Lors de sa conférence de presse vendredi, elle s'est enthousiasmée pour le sport: «J'aime le combat. J'aime l'adrénaline. J'aime le moment avant d'entrer sur le terrain, car il y avait beaucoup d'énergie. C'est donc tout ce qui vous rend vivant. Alors j'aime tellement ça. »

Vous soupçonnez que la jeune femme de 19 ans de l'autre côté du filet mardi ressent également la même chose.

ROLAND GARROS & PARIS INCOMPARABLES

Au premier plan se trouve l'un des célèbres "quatre mousquetaires" français des années 1920 et 1930, Jean Borotra, et au loin un deuxième mousquetaire, Henri Cochet.

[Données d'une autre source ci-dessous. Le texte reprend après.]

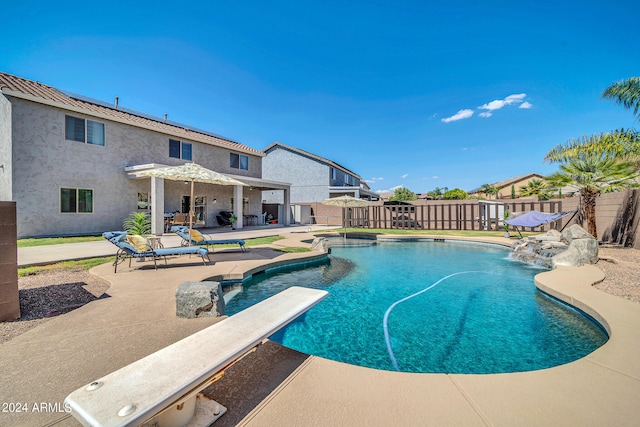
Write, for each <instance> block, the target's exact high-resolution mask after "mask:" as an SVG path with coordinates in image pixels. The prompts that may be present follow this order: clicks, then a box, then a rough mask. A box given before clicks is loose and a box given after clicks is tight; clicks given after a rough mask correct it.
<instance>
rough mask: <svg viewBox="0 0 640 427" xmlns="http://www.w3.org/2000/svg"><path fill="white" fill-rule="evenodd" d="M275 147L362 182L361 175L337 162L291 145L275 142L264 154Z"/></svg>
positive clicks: (262, 150) (271, 144) (361, 177)
mask: <svg viewBox="0 0 640 427" xmlns="http://www.w3.org/2000/svg"><path fill="white" fill-rule="evenodd" d="M275 147H280V148H283V149H285V150H288V151H291V152H294V153H298V154H300V155H302V156H305V157H308V158H310V159H313V160H317V161H319V162H321V163H325V164H328V165H330V166H333V167H334V168H337V169H340V170H342V171H343V172H346V173H348V174H351V175H353V176H354V177H356V178H358V179H359V180H362V177H361V176H360V175H358V174H357V173H355V172H353V171H351V170H349V169H347V168H345V167H344V166H341V165H339V164H338V163H336V162H334V161H332V160H329V159H325V158H324V157H320V156H317V155H315V154H313V153H309V152H308V151H304V150H301V149H299V148H295V147H291V146H289V145H285V144H283V143H281V142H274V143H273V144H271V145H269V146H268V147H267V148H265V149H264V150H262V152H263V153H265V154H266V153H267V151H271V150H273V149H274V148H275Z"/></svg>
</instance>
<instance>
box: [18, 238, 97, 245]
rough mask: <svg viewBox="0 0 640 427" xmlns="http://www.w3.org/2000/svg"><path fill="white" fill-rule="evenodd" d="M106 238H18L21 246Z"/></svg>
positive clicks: (57, 243)
mask: <svg viewBox="0 0 640 427" xmlns="http://www.w3.org/2000/svg"><path fill="white" fill-rule="evenodd" d="M99 240H104V238H103V237H102V236H73V237H42V238H37V239H18V247H19V248H27V247H31V246H47V245H59V244H61V243H82V242H95V241H99Z"/></svg>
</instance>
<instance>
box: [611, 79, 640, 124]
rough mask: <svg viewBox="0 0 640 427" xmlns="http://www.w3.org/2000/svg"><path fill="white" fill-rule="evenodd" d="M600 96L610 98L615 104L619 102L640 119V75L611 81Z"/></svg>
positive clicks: (619, 103)
mask: <svg viewBox="0 0 640 427" xmlns="http://www.w3.org/2000/svg"><path fill="white" fill-rule="evenodd" d="M602 97H603V98H605V99H612V100H614V101H615V102H616V104H621V105H622V106H623V107H624V108H626V109H628V110H631V109H633V114H634V115H637V116H638V120H640V115H639V114H638V111H640V77H631V78H628V79H625V80H621V81H619V82H616V83H613V84H612V85H611V86H609V87H608V88H606V89H605V90H604V92H602Z"/></svg>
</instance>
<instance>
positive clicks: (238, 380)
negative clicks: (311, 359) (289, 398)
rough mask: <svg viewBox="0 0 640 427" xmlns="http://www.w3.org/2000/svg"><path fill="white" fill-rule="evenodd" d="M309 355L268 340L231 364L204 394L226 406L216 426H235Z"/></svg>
mask: <svg viewBox="0 0 640 427" xmlns="http://www.w3.org/2000/svg"><path fill="white" fill-rule="evenodd" d="M308 357H309V355H307V354H304V353H300V352H297V351H295V350H291V349H289V348H287V347H283V346H281V345H279V344H277V343H274V342H272V341H267V342H265V343H264V344H263V345H261V346H260V347H258V349H257V350H256V351H255V352H253V353H251V354H249V355H248V356H246V357H245V358H244V359H242V360H240V361H239V362H238V363H236V364H235V365H233V366H232V367H231V368H229V369H228V370H227V371H226V373H225V375H224V377H222V379H220V380H218V381H217V382H215V383H214V384H213V385H211V386H209V387H208V388H206V389H205V390H204V392H203V393H204V395H205V396H207V397H209V398H211V399H214V400H215V401H216V402H218V403H220V404H221V405H223V406H225V407H226V408H227V412H226V413H225V414H224V415H223V416H222V417H221V418H220V419H218V420H217V421H216V423H215V426H216V427H225V426H235V425H237V424H238V423H239V422H240V421H241V420H242V419H243V418H244V417H246V416H247V414H249V412H251V411H252V410H253V409H254V408H255V407H256V406H258V404H260V402H262V401H263V400H264V399H265V398H266V397H267V396H268V395H269V394H270V393H271V392H272V391H273V390H275V389H276V388H277V387H278V386H279V385H280V384H281V383H282V382H283V381H284V380H285V379H286V378H287V377H288V376H289V375H291V374H292V373H293V372H294V371H295V370H296V369H297V368H298V367H299V366H300V365H301V364H302V363H303V362H304V361H305V360H306V359H307V358H308Z"/></svg>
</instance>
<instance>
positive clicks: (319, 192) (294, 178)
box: [262, 148, 330, 203]
mask: <svg viewBox="0 0 640 427" xmlns="http://www.w3.org/2000/svg"><path fill="white" fill-rule="evenodd" d="M262 167H263V178H264V179H267V180H270V181H280V182H289V183H291V203H301V202H312V201H321V200H324V199H326V198H328V197H329V178H330V176H329V173H330V172H329V166H328V165H326V164H322V163H320V162H318V161H317V160H312V159H309V158H306V157H304V156H301V155H299V154H296V153H292V152H291V151H289V150H285V149H283V148H276V149H275V150H273V151H271V152H269V154H267V156H266V157H265V158H264V159H263V160H262ZM263 199H264V200H265V201H266V203H282V201H283V199H282V192H281V191H271V190H269V191H265V192H264V194H263Z"/></svg>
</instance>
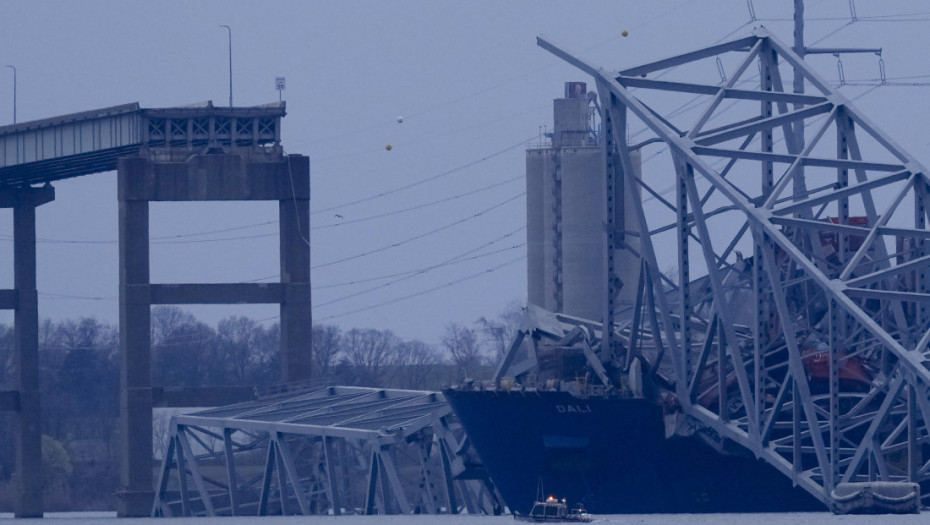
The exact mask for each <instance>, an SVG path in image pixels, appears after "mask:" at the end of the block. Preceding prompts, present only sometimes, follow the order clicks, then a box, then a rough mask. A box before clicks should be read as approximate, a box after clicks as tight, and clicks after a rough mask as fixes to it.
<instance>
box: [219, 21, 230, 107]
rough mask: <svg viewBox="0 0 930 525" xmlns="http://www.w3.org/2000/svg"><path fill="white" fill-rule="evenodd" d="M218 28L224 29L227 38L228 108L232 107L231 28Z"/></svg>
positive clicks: (227, 27) (225, 27)
mask: <svg viewBox="0 0 930 525" xmlns="http://www.w3.org/2000/svg"><path fill="white" fill-rule="evenodd" d="M220 27H225V28H226V33H227V35H228V37H229V107H232V28H231V27H229V26H228V25H226V24H220Z"/></svg>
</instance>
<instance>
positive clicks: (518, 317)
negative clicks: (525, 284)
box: [478, 301, 524, 361]
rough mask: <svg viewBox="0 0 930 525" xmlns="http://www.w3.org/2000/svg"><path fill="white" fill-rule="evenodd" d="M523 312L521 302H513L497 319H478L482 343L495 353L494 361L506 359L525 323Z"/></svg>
mask: <svg viewBox="0 0 930 525" xmlns="http://www.w3.org/2000/svg"><path fill="white" fill-rule="evenodd" d="M523 312H524V306H523V305H522V304H521V303H520V302H519V301H513V302H511V303H510V304H508V305H507V306H506V307H505V308H504V311H503V312H501V313H500V314H499V315H498V316H497V317H496V318H494V319H490V320H489V319H487V318H485V317H481V318H480V319H478V327H479V329H480V330H481V339H482V343H483V344H484V345H485V346H486V347H487V348H489V349H490V351H491V352H492V353H493V355H494V361H500V360H501V359H503V358H504V354H505V353H506V352H507V349H509V348H510V345H511V344H512V343H513V341H514V339H515V338H516V337H517V332H518V331H519V330H520V326H521V324H522V323H523Z"/></svg>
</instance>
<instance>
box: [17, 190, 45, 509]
mask: <svg viewBox="0 0 930 525" xmlns="http://www.w3.org/2000/svg"><path fill="white" fill-rule="evenodd" d="M30 193H31V192H30V191H29V190H25V191H24V192H23V194H22V197H23V198H21V199H19V200H20V203H19V204H17V205H16V206H14V207H13V266H14V269H13V281H14V288H15V290H16V296H17V300H16V303H17V304H16V309H15V313H14V324H15V334H14V347H15V348H14V352H13V356H14V357H13V359H14V361H15V362H14V367H13V368H14V374H15V381H16V389H17V390H18V391H19V412H18V414H17V417H15V418H14V426H15V428H14V432H13V433H14V436H15V439H16V481H17V483H16V485H17V496H18V498H17V499H18V501H17V505H16V517H17V518H34V517H42V506H43V505H42V503H43V502H42V488H43V487H42V406H41V402H40V399H39V303H38V298H37V293H36V208H35V207H36V204H35V202H33V199H31V198H29V197H30V196H31V195H29V194H30Z"/></svg>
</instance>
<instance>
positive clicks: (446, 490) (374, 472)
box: [152, 387, 503, 516]
mask: <svg viewBox="0 0 930 525" xmlns="http://www.w3.org/2000/svg"><path fill="white" fill-rule="evenodd" d="M476 464H477V459H476V456H475V454H474V452H473V451H471V447H470V445H469V444H468V441H467V438H466V437H465V435H464V431H463V430H462V428H461V425H459V424H458V422H457V420H456V419H455V417H454V415H453V414H452V409H451V407H450V406H449V405H448V403H446V400H445V398H444V397H443V396H442V394H440V393H437V392H421V391H411V390H386V389H377V388H363V387H329V388H322V389H316V390H312V391H309V392H304V393H297V394H282V395H278V396H275V397H272V398H268V399H264V400H257V401H250V402H246V403H240V404H237V405H231V406H227V407H219V408H215V409H208V410H203V411H200V412H197V413H193V414H188V415H182V416H175V417H174V418H172V421H171V428H170V438H169V441H168V444H167V447H166V452H165V458H164V461H163V463H162V467H161V474H160V476H159V480H158V485H157V487H156V493H155V502H154V506H153V509H152V515H153V516H249V515H251V516H256V515H257V516H267V515H288V514H301V515H320V514H322V515H336V516H338V515H340V514H347V513H348V514H355V513H361V514H397V513H400V514H411V513H413V512H417V513H423V514H434V513H457V512H459V511H460V510H467V512H469V513H482V512H484V513H492V512H494V508H495V507H497V508H498V509H499V508H501V507H503V504H502V503H501V502H500V500H499V496H497V494H496V490H495V489H494V487H493V485H491V483H490V480H489V479H488V478H487V474H486V473H484V472H483V468H479V467H477V466H476Z"/></svg>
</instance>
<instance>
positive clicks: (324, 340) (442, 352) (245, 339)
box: [0, 303, 522, 511]
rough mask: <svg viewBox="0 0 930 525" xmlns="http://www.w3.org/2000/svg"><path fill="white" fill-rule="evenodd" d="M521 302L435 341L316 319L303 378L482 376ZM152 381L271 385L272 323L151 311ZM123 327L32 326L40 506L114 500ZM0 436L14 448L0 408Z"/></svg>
mask: <svg viewBox="0 0 930 525" xmlns="http://www.w3.org/2000/svg"><path fill="white" fill-rule="evenodd" d="M521 311H522V307H521V306H520V305H519V304H517V303H512V304H510V305H508V306H507V307H506V308H505V309H504V311H503V312H501V313H500V314H499V315H497V316H495V317H492V318H484V317H482V318H480V319H478V320H477V321H476V322H475V323H474V324H473V325H471V326H466V325H460V324H457V323H450V324H448V325H447V326H446V327H445V328H444V331H443V334H442V336H441V338H440V342H439V343H438V344H428V343H424V342H422V341H418V340H404V339H402V338H400V337H398V336H397V335H396V334H394V333H393V332H392V331H391V330H376V329H366V328H352V329H348V330H344V329H341V328H340V327H338V326H335V325H325V324H323V325H314V326H313V327H312V330H311V335H312V339H313V341H312V345H313V352H312V359H313V363H312V370H313V377H312V380H311V384H314V385H353V386H370V387H383V388H403V389H420V390H437V389H440V388H442V387H443V386H447V385H450V384H453V383H456V382H458V381H460V380H461V379H463V378H466V377H483V376H485V375H487V374H489V373H490V369H491V367H492V366H493V364H495V363H496V362H497V361H498V359H499V358H500V356H502V355H503V352H504V351H506V348H507V346H508V345H509V344H510V341H511V340H512V339H513V337H514V335H515V334H516V331H517V329H518V328H519V322H520V319H521V318H522V313H521ZM151 320H152V322H151V327H152V384H153V385H156V386H193V385H250V386H262V385H273V384H275V383H277V382H278V381H279V379H280V362H279V357H278V354H279V352H278V347H279V341H280V327H279V326H278V324H277V323H275V324H272V325H269V326H264V325H262V324H261V323H259V322H256V321H254V320H252V319H249V318H247V317H242V316H231V317H227V318H225V319H222V320H220V321H219V322H218V323H217V325H216V326H215V327H213V326H210V325H208V324H206V323H204V322H202V321H200V320H198V319H197V318H196V317H194V316H193V315H192V314H191V313H190V312H188V311H186V310H183V309H181V308H178V307H174V306H157V307H154V308H152V318H151ZM13 332H14V330H13V327H11V326H6V325H3V324H0V390H9V389H12V388H13V385H14V377H13V372H14V370H13V367H14V362H13V358H14V355H13V345H14V340H13ZM119 360H120V355H119V332H118V328H117V327H116V326H114V325H111V324H109V323H106V322H103V321H100V320H98V319H95V318H81V319H79V320H64V321H57V322H56V321H52V320H49V319H45V320H43V321H42V322H41V323H40V326H39V366H40V385H41V386H40V388H41V394H42V431H43V434H44V435H43V440H42V441H43V442H42V448H43V475H44V477H45V485H46V508H47V510H100V509H112V508H114V507H115V503H114V501H113V497H114V494H115V492H116V489H117V487H118V482H119V470H118V469H119V457H118V445H119V439H118V435H117V432H118V421H117V418H118V417H119V364H120V361H119ZM0 442H5V443H13V436H12V417H11V414H9V413H0ZM13 474H14V451H13V447H12V446H5V447H0V511H11V510H12V509H13V505H14V502H15V490H14V487H13V486H12V483H11V480H12V476H13Z"/></svg>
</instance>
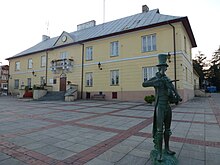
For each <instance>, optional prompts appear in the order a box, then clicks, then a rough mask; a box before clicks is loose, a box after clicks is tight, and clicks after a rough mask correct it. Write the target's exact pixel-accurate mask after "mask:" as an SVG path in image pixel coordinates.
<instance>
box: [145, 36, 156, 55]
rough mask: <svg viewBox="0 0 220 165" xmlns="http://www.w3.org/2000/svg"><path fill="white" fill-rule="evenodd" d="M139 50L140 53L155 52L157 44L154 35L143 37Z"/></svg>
mask: <svg viewBox="0 0 220 165" xmlns="http://www.w3.org/2000/svg"><path fill="white" fill-rule="evenodd" d="M141 45H142V46H141V50H142V52H150V51H156V49H157V42H156V34H150V35H145V36H142V37H141Z"/></svg>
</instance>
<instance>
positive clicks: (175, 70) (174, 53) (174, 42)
mask: <svg viewBox="0 0 220 165" xmlns="http://www.w3.org/2000/svg"><path fill="white" fill-rule="evenodd" d="M169 25H170V26H171V27H172V28H173V55H174V80H175V81H174V86H175V89H177V85H176V37H175V34H176V30H175V27H174V26H173V25H172V24H171V23H169Z"/></svg>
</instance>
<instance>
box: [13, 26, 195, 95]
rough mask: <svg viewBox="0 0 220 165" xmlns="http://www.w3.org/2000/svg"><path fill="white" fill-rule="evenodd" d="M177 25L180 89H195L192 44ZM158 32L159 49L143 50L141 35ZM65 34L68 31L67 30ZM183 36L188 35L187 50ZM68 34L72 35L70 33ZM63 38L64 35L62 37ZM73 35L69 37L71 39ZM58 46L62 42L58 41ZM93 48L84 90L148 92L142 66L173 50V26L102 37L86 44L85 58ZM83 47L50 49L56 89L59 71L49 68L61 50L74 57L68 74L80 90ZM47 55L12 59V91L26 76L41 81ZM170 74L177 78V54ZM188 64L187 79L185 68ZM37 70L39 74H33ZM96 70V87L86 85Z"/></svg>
mask: <svg viewBox="0 0 220 165" xmlns="http://www.w3.org/2000/svg"><path fill="white" fill-rule="evenodd" d="M173 25H174V26H175V28H176V52H177V54H176V60H177V63H176V66H177V68H176V71H177V79H178V80H180V81H178V82H177V88H178V90H184V89H187V90H188V89H190V90H191V89H193V75H192V74H193V70H192V60H191V44H190V41H189V38H188V36H187V33H186V31H185V29H184V27H183V25H182V24H181V23H176V24H173ZM154 33H156V42H157V50H156V51H152V52H144V53H142V52H141V36H144V35H150V34H154ZM64 34H65V33H64ZM184 36H186V45H187V46H186V47H187V50H186V52H184ZM68 37H69V36H68ZM60 38H61V37H60ZM69 39H70V38H68V40H69ZM114 41H118V42H119V56H116V57H111V56H110V43H111V42H114ZM57 44H58V45H60V44H62V43H61V41H60V40H59V41H58V42H57ZM89 46H92V47H93V60H91V61H86V60H84V64H85V66H84V74H83V92H93V93H95V92H99V91H103V92H105V91H106V92H112V91H120V92H123V91H124V92H126V91H134V92H137V91H146V90H153V88H148V89H146V88H143V87H142V82H143V75H142V68H143V67H150V66H155V65H157V63H158V59H157V55H158V54H160V53H168V52H171V53H172V52H173V50H174V48H173V29H172V27H171V26H170V25H164V26H160V27H156V28H150V29H146V30H141V31H135V32H130V33H126V34H121V35H117V36H113V37H108V38H103V39H99V40H95V41H90V42H86V43H84V57H85V53H86V47H89ZM82 48H83V45H81V44H77V45H71V46H67V47H60V48H57V49H54V50H49V51H48V79H47V84H48V85H52V86H53V90H55V91H59V85H60V82H59V78H60V74H61V73H59V74H54V73H52V72H51V70H50V62H51V61H52V60H56V59H60V52H64V51H66V52H68V54H69V56H68V58H70V59H73V60H74V65H73V69H72V70H71V72H69V73H66V75H67V81H71V83H73V84H76V85H78V86H79V87H78V89H79V91H80V90H81V80H82V79H81V75H82V65H81V64H82ZM42 55H46V52H42V53H36V54H32V55H28V56H23V57H19V58H15V59H11V60H10V75H11V79H10V90H11V91H13V85H14V79H20V85H21V82H22V81H23V82H24V85H27V78H32V84H33V85H34V84H40V77H41V76H43V75H45V72H46V68H45V67H44V68H41V67H40V62H41V59H40V58H41V56H42ZM29 58H32V59H33V68H32V69H29V70H28V69H27V61H28V59H29ZM16 61H20V62H21V70H20V71H15V69H14V66H15V62H16ZM99 62H100V63H101V67H102V70H99V68H98V65H97V64H98V63H99ZM168 64H169V67H168V71H167V75H168V77H170V79H174V57H173V55H171V63H168ZM186 67H187V72H188V73H187V74H188V75H187V79H186V76H185V75H186V73H185V70H186ZM116 69H118V70H119V85H118V86H111V85H110V71H111V70H116ZM33 70H34V71H35V73H36V76H33V75H32V71H33ZM88 72H92V73H93V86H92V87H86V82H85V74H86V73H88ZM54 78H56V79H57V83H56V84H50V79H54Z"/></svg>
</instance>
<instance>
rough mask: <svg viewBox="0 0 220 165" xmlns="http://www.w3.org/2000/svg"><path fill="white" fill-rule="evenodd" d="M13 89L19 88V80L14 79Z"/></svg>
mask: <svg viewBox="0 0 220 165" xmlns="http://www.w3.org/2000/svg"><path fill="white" fill-rule="evenodd" d="M14 88H15V89H18V88H19V79H15V81H14Z"/></svg>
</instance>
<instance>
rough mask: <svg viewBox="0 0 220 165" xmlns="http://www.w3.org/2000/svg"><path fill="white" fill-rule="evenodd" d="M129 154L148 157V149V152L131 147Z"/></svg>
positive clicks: (134, 155) (138, 156)
mask: <svg viewBox="0 0 220 165" xmlns="http://www.w3.org/2000/svg"><path fill="white" fill-rule="evenodd" d="M129 155H133V156H137V157H142V158H150V150H149V151H148V152H146V151H143V150H138V149H133V150H132V151H131V152H129Z"/></svg>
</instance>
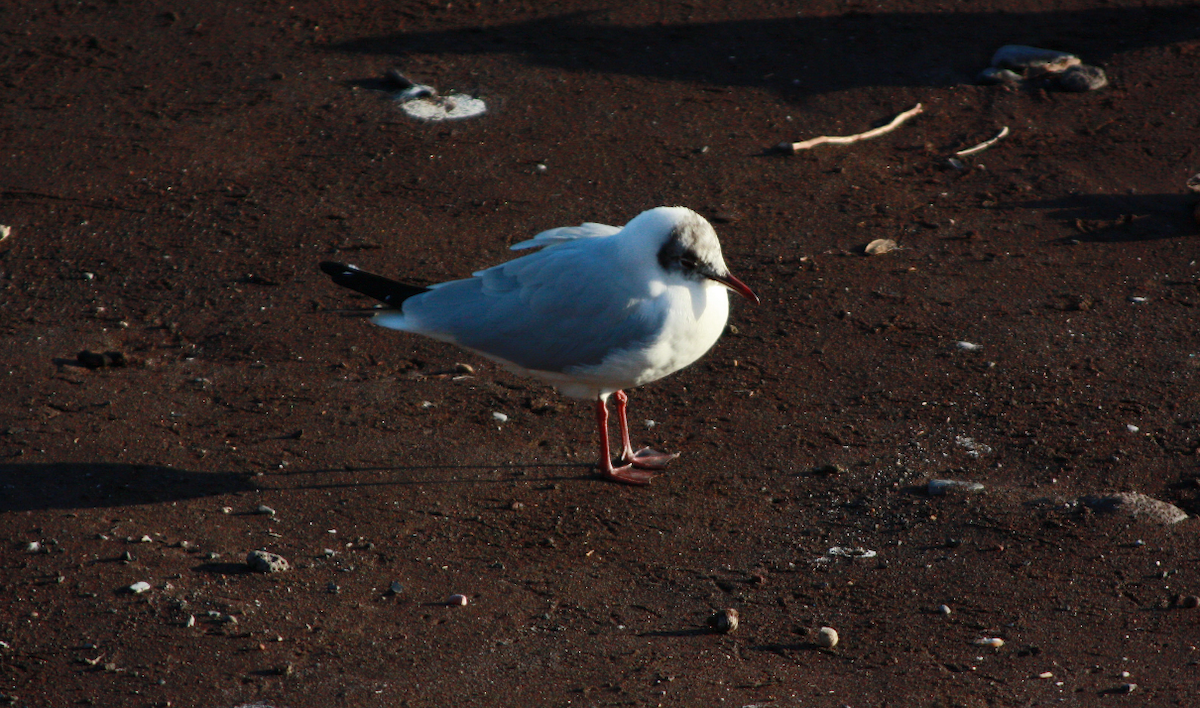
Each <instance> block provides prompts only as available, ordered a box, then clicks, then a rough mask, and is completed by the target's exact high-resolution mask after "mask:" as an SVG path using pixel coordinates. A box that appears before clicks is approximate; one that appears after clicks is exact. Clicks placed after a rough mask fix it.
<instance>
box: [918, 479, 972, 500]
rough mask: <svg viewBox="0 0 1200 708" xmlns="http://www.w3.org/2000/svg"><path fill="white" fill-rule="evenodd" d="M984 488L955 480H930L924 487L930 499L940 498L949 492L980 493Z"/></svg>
mask: <svg viewBox="0 0 1200 708" xmlns="http://www.w3.org/2000/svg"><path fill="white" fill-rule="evenodd" d="M983 490H984V486H983V485H982V484H979V482H968V481H962V480H956V479H931V480H929V484H928V485H926V486H925V493H926V494H929V496H930V497H941V496H943V494H948V493H950V492H982V491H983Z"/></svg>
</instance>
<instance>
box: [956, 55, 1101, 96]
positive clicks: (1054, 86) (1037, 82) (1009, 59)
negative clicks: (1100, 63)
mask: <svg viewBox="0 0 1200 708" xmlns="http://www.w3.org/2000/svg"><path fill="white" fill-rule="evenodd" d="M976 80H977V82H978V83H980V84H1006V85H1016V84H1020V83H1026V84H1028V85H1030V86H1033V88H1046V89H1057V90H1060V91H1074V92H1082V91H1094V90H1097V89H1103V88H1104V86H1106V85H1109V79H1108V77H1106V76H1105V74H1104V70H1103V68H1099V67H1097V66H1090V65H1086V64H1084V62H1082V61H1080V59H1079V56H1075V55H1074V54H1068V53H1067V52H1058V50H1056V49H1042V48H1040V47H1026V46H1024V44H1007V46H1004V47H1001V48H1000V49H997V50H996V54H994V55H992V58H991V66H990V67H988V68H985V70H983V71H982V72H979V76H978V77H977V78H976Z"/></svg>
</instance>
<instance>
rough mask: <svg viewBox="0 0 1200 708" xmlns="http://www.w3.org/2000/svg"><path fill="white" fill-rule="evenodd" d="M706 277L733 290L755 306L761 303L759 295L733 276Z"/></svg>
mask: <svg viewBox="0 0 1200 708" xmlns="http://www.w3.org/2000/svg"><path fill="white" fill-rule="evenodd" d="M706 275H707V276H708V278H709V280H713V281H716V282H719V283H721V284H722V286H725V287H726V288H728V289H731V290H733V292H734V293H737V294H738V295H742V296H743V298H745V299H746V300H750V301H751V302H754V304H755V305H757V304H758V302H760V300H758V295H755V294H754V290H751V289H750V288H749V287H748V286H746V284H745V283H743V282H742V281H739V280H738V278H737V277H734V276H733V274H726V275H716V274H706Z"/></svg>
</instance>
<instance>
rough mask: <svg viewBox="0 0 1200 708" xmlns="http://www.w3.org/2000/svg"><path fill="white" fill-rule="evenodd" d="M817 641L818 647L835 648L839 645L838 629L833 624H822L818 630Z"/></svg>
mask: <svg viewBox="0 0 1200 708" xmlns="http://www.w3.org/2000/svg"><path fill="white" fill-rule="evenodd" d="M815 642H816V644H817V646H818V647H823V648H826V649H833V648H834V647H836V646H838V630H835V629H834V628H832V626H822V628H821V629H818V630H817V636H816V638H815Z"/></svg>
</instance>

Leur succès, avec René Lacoste et Jacques Brugnon en remportant la Coupe Davis de 1927 à Philadelphie, a directement conduit à l'ouverture du terrain de tennis de Roland Garros en 1928.

Vito Tongiani, le sculpteur qui a créé la statue de Borotra, a déclaré qu'il espérait qu'un jour avant la finale, un joueur irait toucher le pied de Borotra pour lui porter chance. Aucun joueur ne l'a fait - à notre connaissance - mais l'agent de Roger Federer, Tony Godsick, l'a fait en 2009 avant le match de championnat de son homme contre Robin Soderling. Cela a semblé fonctionner car plus tard dans la journée, le grand Suisse a remporté son seul et unique titre de Roland-Garros.